Pasé por alto el avieso comentario que sin duda se refería al pulso continuo que manteníamos la superiora y yo. Garzón era tan deductivo que no había sido necesario explicarle la situación.

A las diez en punto me abrió la puerta del convento la propia madre Guillermina. La escaramuza iba a empezar pronto, y el verla me dio ánimos para resistir. Esta vez el respeto no me impediría usar mis mejores armas: cinismo y mordacidad.

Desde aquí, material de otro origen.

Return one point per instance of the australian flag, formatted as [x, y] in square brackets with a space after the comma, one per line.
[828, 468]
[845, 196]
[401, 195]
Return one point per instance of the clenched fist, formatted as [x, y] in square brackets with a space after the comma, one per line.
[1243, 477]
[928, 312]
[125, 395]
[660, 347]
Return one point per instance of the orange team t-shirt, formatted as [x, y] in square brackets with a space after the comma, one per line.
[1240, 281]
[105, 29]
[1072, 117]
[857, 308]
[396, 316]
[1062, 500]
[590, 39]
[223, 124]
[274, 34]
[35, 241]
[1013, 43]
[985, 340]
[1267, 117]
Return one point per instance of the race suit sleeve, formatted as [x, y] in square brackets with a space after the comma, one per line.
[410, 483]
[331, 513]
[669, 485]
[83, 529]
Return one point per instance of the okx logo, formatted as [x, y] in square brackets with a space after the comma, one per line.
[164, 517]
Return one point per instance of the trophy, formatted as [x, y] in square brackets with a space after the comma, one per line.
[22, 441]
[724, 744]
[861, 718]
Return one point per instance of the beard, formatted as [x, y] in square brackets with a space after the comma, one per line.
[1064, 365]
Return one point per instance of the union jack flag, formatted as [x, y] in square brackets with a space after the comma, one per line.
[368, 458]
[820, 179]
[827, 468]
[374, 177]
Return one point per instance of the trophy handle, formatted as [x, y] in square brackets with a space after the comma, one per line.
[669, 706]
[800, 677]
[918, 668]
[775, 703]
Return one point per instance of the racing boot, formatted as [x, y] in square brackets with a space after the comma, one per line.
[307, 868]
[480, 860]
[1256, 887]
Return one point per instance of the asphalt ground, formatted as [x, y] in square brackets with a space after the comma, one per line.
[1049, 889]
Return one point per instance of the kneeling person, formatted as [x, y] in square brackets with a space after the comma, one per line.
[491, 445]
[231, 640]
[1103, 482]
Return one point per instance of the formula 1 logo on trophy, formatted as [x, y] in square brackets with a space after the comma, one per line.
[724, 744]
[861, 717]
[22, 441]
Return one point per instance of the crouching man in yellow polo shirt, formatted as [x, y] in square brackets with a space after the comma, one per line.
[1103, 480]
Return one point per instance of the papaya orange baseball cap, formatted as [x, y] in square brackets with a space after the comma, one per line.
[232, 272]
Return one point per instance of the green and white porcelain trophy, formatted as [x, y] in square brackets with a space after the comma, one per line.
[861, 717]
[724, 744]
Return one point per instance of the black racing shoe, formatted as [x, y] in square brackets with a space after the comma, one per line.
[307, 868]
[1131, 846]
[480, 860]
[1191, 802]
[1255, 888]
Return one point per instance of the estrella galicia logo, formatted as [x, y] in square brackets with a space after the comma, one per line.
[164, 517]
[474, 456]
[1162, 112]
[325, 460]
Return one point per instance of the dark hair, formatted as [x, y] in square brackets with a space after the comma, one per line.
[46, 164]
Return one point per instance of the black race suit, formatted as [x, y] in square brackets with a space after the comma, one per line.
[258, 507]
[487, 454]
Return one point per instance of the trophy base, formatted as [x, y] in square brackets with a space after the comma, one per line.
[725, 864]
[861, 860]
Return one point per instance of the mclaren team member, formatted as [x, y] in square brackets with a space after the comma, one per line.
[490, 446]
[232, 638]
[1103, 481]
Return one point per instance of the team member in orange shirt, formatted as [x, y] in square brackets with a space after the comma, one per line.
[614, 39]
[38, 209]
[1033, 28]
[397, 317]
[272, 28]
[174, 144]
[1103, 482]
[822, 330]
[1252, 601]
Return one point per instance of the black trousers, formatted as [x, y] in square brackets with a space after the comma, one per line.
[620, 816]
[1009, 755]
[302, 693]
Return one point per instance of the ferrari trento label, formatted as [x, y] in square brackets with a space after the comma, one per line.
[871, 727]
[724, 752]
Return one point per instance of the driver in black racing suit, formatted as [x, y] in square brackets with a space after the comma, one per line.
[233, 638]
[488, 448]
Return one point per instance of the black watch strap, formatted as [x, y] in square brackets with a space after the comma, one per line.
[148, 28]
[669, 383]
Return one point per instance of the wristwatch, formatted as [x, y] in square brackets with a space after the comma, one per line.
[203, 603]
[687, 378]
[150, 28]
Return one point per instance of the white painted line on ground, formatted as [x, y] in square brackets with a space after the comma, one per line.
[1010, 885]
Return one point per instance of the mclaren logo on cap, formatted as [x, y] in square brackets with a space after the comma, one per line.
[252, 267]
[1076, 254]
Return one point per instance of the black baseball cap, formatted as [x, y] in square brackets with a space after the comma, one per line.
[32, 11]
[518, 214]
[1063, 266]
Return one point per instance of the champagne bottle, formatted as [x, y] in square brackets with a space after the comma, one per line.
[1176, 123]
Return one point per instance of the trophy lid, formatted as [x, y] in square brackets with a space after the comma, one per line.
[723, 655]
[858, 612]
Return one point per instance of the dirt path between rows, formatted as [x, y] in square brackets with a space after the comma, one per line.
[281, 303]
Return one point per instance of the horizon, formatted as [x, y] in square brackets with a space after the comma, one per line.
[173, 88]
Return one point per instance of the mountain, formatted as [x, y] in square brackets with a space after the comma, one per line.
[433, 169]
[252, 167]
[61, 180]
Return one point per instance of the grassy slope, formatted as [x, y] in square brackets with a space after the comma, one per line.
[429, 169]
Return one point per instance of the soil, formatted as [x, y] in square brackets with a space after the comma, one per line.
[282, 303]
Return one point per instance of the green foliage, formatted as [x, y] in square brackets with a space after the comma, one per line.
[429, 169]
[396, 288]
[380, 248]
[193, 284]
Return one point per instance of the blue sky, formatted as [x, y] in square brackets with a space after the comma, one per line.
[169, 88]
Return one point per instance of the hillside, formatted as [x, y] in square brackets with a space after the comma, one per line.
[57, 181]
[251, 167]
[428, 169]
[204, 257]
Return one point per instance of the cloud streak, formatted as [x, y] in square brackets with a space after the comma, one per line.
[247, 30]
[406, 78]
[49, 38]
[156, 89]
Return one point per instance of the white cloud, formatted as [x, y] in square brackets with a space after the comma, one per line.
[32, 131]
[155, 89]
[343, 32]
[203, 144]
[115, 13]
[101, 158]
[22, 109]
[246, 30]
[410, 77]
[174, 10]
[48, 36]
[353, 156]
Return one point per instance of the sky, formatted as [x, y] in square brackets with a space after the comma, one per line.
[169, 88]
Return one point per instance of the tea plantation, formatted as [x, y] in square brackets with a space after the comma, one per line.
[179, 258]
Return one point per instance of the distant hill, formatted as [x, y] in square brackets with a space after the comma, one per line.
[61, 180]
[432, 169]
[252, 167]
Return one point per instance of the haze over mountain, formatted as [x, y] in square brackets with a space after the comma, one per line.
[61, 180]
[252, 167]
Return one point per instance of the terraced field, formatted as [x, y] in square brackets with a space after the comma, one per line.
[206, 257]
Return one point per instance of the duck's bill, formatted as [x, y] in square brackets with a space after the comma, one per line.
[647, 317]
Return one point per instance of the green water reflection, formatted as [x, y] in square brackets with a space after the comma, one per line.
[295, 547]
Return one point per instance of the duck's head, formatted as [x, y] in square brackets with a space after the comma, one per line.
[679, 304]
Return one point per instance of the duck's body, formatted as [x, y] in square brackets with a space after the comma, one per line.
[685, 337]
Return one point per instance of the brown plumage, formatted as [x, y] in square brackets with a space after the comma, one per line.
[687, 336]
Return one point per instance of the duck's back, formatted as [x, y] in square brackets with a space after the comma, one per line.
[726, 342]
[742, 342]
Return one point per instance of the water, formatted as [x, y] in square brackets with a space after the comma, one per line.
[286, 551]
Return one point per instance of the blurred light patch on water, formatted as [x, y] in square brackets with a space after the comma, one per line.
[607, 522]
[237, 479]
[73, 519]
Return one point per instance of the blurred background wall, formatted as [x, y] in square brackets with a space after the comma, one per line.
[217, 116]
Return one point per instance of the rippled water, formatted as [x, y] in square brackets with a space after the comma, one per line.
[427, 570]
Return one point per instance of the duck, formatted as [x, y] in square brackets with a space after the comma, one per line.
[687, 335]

—¡Vaya! ¿Se ha democratizado el convento desde ayer o es que la hermana portera ha huido durante la noche dejando un reguero de muertos tras de sí?

—No entiendo su tono, inspectora. La hermana portera no está en su puesto porque se sentía demasiado nerviosa como para recibirla a usted. En realidad, todas las religiosas están un poco fuera de sus casillas.

—¿En serio? ¿Y qué les ha dicho para ponerlas en ese estado de excitación?

—Les he dicho la verdad: que sospecha de alguna de nosotras.

—Eso es una deducción que usted hace por su cuenta.

—¡Usted dijo que entre ese chico, presunto culpable, y el convento había un vínculo seguro!

—Lamento haber herido su fina sensibilidad. ¿Dónde están sus hijas?

—En el refectorio, como la otra vez.

—Pues adelante, tutéleme hasta allí, como siempre. Ya he aprendido que en este convento la libertad de movimientos no es algo con lo que se pueda contar.

—¿Entro yo en su casa y me muevo libremente por allí?

—Hoy no quiero discutir con usted, madre. ¡Ni siquiera con mi madre real discutí tanto mientras vivió!

—Imagino lo que su pobre madre tuvo que sufrir.

Era como un perro de presa que nunca suelta el señuelo, como un inquisidor que siempre profiere la última sentencia, era más peleona de lo que en su día lo fue Cassius Clay. En el refectorio me encontré una escena que ya había contemplado: todas las monjas, unas junto a otras y en pie, diseminadas junto a la gran mesa de comedor, con los ojos bajos y en silencio. Carraspeé y elevé la voz.

—¿Quieren tener la amabilidad de mirarme todas directamente, por favor?